As I approached the dog and it's owner, the dog suddenly clocked me, and turned from a happy-go-lucky waggy dog, into a rabid “I'll fuck you up” lunatic. I'm no dog psychiatrist, but I tend to think all small dogs have this fault in their programming – they all have something that turns them into a nasty, shitty, snarling, snapping, spitting, rabid hooligan.
Here's where it got good.
The dog LAUNCHED itself at me, catching it's owner COMPLETELY off guard. He made a desperate grab for it's lead, which unfortunately passed behind his legs – pulling them out from under him, and landing him in the grass verge next to the road – rapidly skidding towards the road (and heavy traffic). He continued to cling to the dog's lead, his hand now pinned underneath his own backside, as the dog wrestled to take a chunk out of me – dragging the hapless owner through the mud on his arse – all the while cursing in quite the most eye-bulging, horror stricken way.

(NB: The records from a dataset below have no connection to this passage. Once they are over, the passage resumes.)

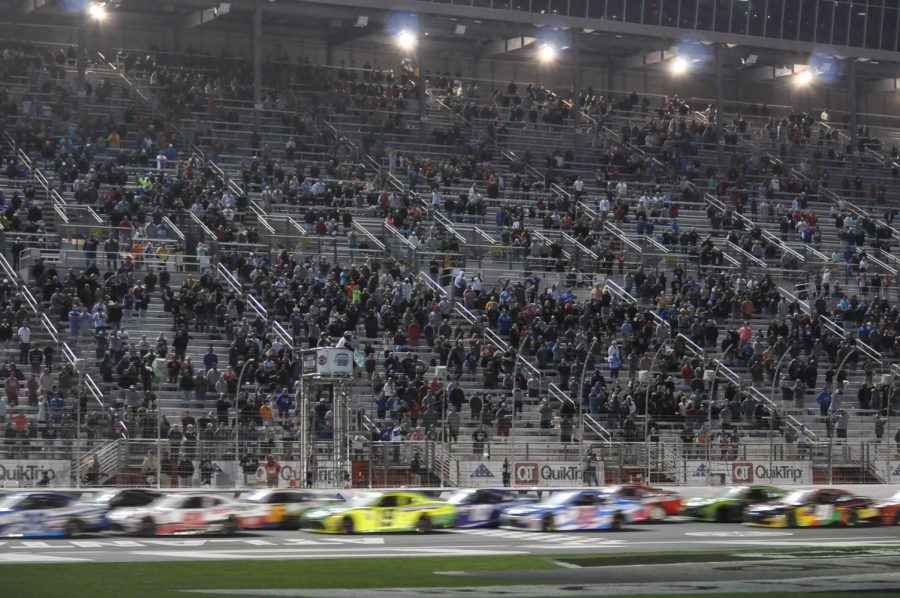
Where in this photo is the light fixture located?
[538,44,557,63]
[794,69,816,87]
[395,29,416,52]
[669,56,689,75]
[88,2,106,21]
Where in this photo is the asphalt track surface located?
[0,521,900,570]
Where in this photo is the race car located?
[603,485,682,521]
[240,488,343,529]
[875,492,900,525]
[109,494,250,536]
[500,490,647,532]
[0,492,107,538]
[82,488,163,511]
[300,491,456,534]
[684,486,784,523]
[744,488,880,527]
[447,488,535,527]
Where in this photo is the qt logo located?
[514,463,538,484]
[731,463,753,483]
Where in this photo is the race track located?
[0,521,900,563]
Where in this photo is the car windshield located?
[719,486,747,498]
[447,490,475,505]
[147,494,184,509]
[780,490,812,505]
[542,491,579,505]
[241,490,271,503]
[0,494,23,509]
[347,492,381,507]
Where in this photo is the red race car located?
[875,492,900,525]
[604,485,684,522]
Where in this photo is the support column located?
[253,0,262,133]
[847,58,859,176]
[78,11,89,88]
[570,29,581,159]
[713,45,725,168]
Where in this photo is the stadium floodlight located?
[538,44,558,63]
[794,69,816,87]
[394,29,417,52]
[88,2,106,21]
[669,56,690,75]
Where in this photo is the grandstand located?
[0,0,900,486]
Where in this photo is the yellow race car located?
[300,491,456,534]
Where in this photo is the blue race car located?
[447,488,535,527]
[500,490,646,532]
[0,492,108,538]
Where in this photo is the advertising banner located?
[458,460,604,488]
[679,461,812,485]
[885,461,900,484]
[0,459,72,488]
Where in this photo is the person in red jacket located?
[263,455,281,488]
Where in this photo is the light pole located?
[704,359,722,486]
[644,339,669,484]
[234,357,256,486]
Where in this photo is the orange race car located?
[603,485,684,521]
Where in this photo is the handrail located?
[249,204,275,235]
[675,332,706,359]
[472,226,498,245]
[606,278,638,305]
[603,220,643,253]
[84,374,103,409]
[353,220,387,251]
[163,216,187,241]
[287,216,310,238]
[216,262,244,294]
[382,222,416,251]
[581,412,612,444]
[725,241,769,268]
[247,293,269,321]
[419,272,447,297]
[272,320,294,348]
[41,312,59,343]
[713,359,741,386]
[560,233,600,260]
[434,210,467,245]
[187,210,219,241]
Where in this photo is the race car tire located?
[416,515,434,534]
[784,512,797,528]
[541,515,556,532]
[138,517,156,538]
[341,517,354,534]
[65,519,84,538]
[222,517,240,536]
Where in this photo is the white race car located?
[109,494,251,536]
[0,492,108,538]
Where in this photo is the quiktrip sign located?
[682,461,812,485]
[457,461,603,488]
[0,459,72,488]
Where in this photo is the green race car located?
[682,486,784,523]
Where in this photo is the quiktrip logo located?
[469,463,497,478]
[513,463,538,485]
[731,463,753,484]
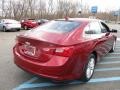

I considered stopping for a few moments, but glancing down at wild eyes and gnashing teeth of the dog, thought better of it – so stood up on the pedals, and exited stage left. A few hundred yards further on I looked back, and saw the dog happily trotting next to it's rather dishevelled owner, as if nothing had happened. I can only guess the owner turned the dog off and on again.
I bet the dog has NEVER done anything like that before. Dog owners always say things like that when their dog has either just sunk their teeth into somebody's arse, peed up somebody's leg, or chewed up a family member's Star Wars toy on Christmas Day. I would love to meet the postman that delivers mail to their house though – my opening remark might well be “show me your fingers”.